Having seen the model/make as “in stock” at another dealership with which I had already been communicating, I called the sales guy.  To protect the guilty, let’s say his name rhymes with Harry.

Me:  Hi.  I understand you’ve got the new C300 luxury sedan in.

‘arry: No, they aren’t here yet.  Probably won’t arrive for another week or two.

Me:  Really?!  Your website says you have one in stock.

‘arry:  No, they are on their way.

Me:  (irritated)  Okay, well something is wrong with this picture ‘arry.  Your website specifically says “in stock.”  You say, you don’t have the car.  Which is it.

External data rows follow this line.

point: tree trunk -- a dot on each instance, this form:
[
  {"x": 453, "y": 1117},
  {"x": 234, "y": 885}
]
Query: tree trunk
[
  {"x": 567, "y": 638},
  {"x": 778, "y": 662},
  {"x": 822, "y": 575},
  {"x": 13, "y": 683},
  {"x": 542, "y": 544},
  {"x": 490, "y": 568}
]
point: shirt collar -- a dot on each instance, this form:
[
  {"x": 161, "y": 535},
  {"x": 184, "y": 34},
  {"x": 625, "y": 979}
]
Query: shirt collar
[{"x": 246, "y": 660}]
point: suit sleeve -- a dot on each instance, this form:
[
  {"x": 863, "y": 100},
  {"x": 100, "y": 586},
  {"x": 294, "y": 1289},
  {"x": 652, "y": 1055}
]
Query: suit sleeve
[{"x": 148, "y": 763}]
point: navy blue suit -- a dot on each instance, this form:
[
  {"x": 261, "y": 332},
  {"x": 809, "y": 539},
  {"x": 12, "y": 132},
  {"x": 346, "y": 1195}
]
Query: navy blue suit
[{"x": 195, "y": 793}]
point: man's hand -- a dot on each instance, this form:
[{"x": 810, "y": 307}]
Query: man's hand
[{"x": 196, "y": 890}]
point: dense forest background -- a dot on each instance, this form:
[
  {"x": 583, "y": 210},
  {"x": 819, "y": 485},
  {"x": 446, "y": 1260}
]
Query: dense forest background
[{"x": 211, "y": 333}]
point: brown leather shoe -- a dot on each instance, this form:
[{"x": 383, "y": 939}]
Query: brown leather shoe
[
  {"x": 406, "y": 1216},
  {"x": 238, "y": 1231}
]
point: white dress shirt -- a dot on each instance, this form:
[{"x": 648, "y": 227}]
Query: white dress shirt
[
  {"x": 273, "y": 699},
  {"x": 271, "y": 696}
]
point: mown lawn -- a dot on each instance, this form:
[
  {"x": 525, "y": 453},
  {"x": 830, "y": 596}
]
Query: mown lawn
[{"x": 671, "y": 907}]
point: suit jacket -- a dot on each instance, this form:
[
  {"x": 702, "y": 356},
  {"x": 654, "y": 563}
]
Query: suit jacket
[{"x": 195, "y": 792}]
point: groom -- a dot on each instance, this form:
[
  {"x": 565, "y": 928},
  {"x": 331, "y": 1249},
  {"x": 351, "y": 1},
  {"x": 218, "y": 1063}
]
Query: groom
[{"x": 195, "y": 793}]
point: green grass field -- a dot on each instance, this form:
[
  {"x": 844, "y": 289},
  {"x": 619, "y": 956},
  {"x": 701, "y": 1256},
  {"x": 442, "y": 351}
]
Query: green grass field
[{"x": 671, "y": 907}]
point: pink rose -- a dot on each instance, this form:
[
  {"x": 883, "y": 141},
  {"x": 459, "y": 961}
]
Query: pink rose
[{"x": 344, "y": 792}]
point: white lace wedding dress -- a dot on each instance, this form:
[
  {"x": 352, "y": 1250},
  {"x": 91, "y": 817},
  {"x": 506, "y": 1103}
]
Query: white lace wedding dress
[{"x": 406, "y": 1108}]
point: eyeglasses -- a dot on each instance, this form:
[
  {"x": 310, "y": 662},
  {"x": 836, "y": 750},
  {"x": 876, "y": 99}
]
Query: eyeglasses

‘arry:  I better double check and call you back.

10 minutes later…

‘arry:  You must be psychic.  The car just arrived a few hours ago.

Me:  No ‘arry….not really psychic.  But I can read.  I’d like to come in to test drive the car on Friday.  Will you be there?

‘arry:  Yes. I look forward to seeing you on Friday.

This conversation took place on Wednesday.  On Thursday, I received a pleasant email from ‘arry, letting me know that he was expecting me on Friday.

So, I walk into the dealership at about 2 p.m.  I step up to the information counter where three sales guys were hanging out.  I tell them I have an appointment with ‘arry.

New sales guy Chris:  ‘arry is no longer with our company.

Me:  Okay, that’s funny.  Seriously, where is he.  We have an appointment.

Chris:  No, seriously he is no longer with the company.

Me:  But he sent me an email yesterday.

Chris:  That was an automatically triggered email from his appointment book.  He’s not here.  His last day was Wednesday.

Okay, so according to my calculations, ‘arry hung up the phone with me on Wednesday and then got terminated.  I must have been a boat load of bad luck for the guy.  (But, seriously….he told me he didn’t have a car I wanted to buy.  How lame was that?!)

In the meantime, Chris let me test drive the object of my affection.  And then we sat down to configure and order the new car.

So, there you have it.  Hopefully, my car ordering trauma is behind me and I will have my long-awaited new ride sooner rather than later.

I will keep you posted Rantopolis readers!